The formula explained
The full circle (360°) is split into 16 equal sectors of 22.5° each. We divide the degrees by 22.5 and round to the nearest whole number, which selects the closest compass point. Taking that result modulo 16 wraps values near 360° back to North (index 0). The 16 labels in order are: N, NNE, NE, ENE, E, ESE, SE, SSE, S, SSW, SW, WSW, W, WNW, NW, NNW.

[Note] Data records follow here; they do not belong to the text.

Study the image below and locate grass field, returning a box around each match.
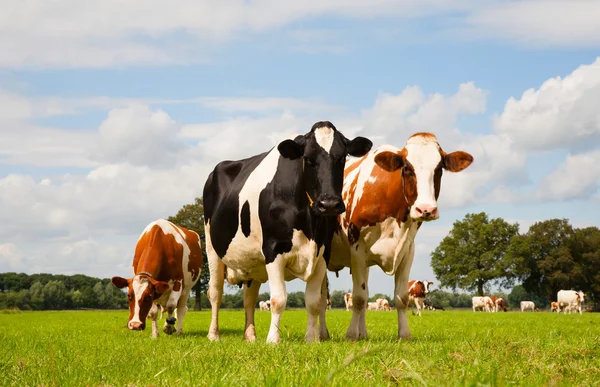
[1,309,599,386]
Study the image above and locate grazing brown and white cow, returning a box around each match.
[520,301,535,312]
[259,300,270,311]
[327,133,473,340]
[557,290,585,315]
[551,301,560,313]
[472,296,493,312]
[376,298,391,311]
[489,296,508,312]
[111,219,203,337]
[344,293,353,311]
[408,280,433,316]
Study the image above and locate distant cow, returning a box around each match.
[367,302,379,311]
[472,296,493,312]
[424,299,445,311]
[259,300,270,311]
[551,301,560,313]
[520,301,535,312]
[408,280,433,316]
[326,133,473,341]
[111,219,203,337]
[376,298,391,311]
[557,290,585,315]
[344,293,353,311]
[490,296,508,312]
[204,121,372,344]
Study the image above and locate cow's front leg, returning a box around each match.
[243,280,261,342]
[265,255,287,344]
[163,287,181,335]
[318,273,330,341]
[148,303,160,338]
[394,243,415,340]
[305,258,326,343]
[207,249,225,341]
[175,292,190,335]
[346,246,369,341]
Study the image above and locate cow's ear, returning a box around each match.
[443,151,473,172]
[278,136,305,160]
[374,151,404,172]
[153,281,170,296]
[345,136,372,157]
[111,276,129,289]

$$\text{Index} = \left( \text{round}\!\left( \frac{\text{Degrees} \bmod 360}{22.5} \right) \right) \bmod 16$$
Worked example
For 200°: \(200 \div 22.5 = 8.888\ldots\), which rounds to 9. Index 9 in the list is SSW (South-Southwest). For 90°: \(90 \div 22.5 = 4\), index 4 is E (East). For 360°: it normalizes to 0, then \(0 \div 22.5 = 0\), giving N (North).
FAQ
Does 0° equal 360°? Yes — both point due North. The calculator normalizes 360° to 0° before converting.
What's the difference between 8-point and 16-point compasses? An 8-point compass uses 45° sectors (N, NE, E, SE…). This tool uses the finer 16-point system with 22.5° sectors for greater precision.
Can I use negative degrees? Yes. Negative angles are wrapped into the 0–360 range, so -90° becomes 270° (West).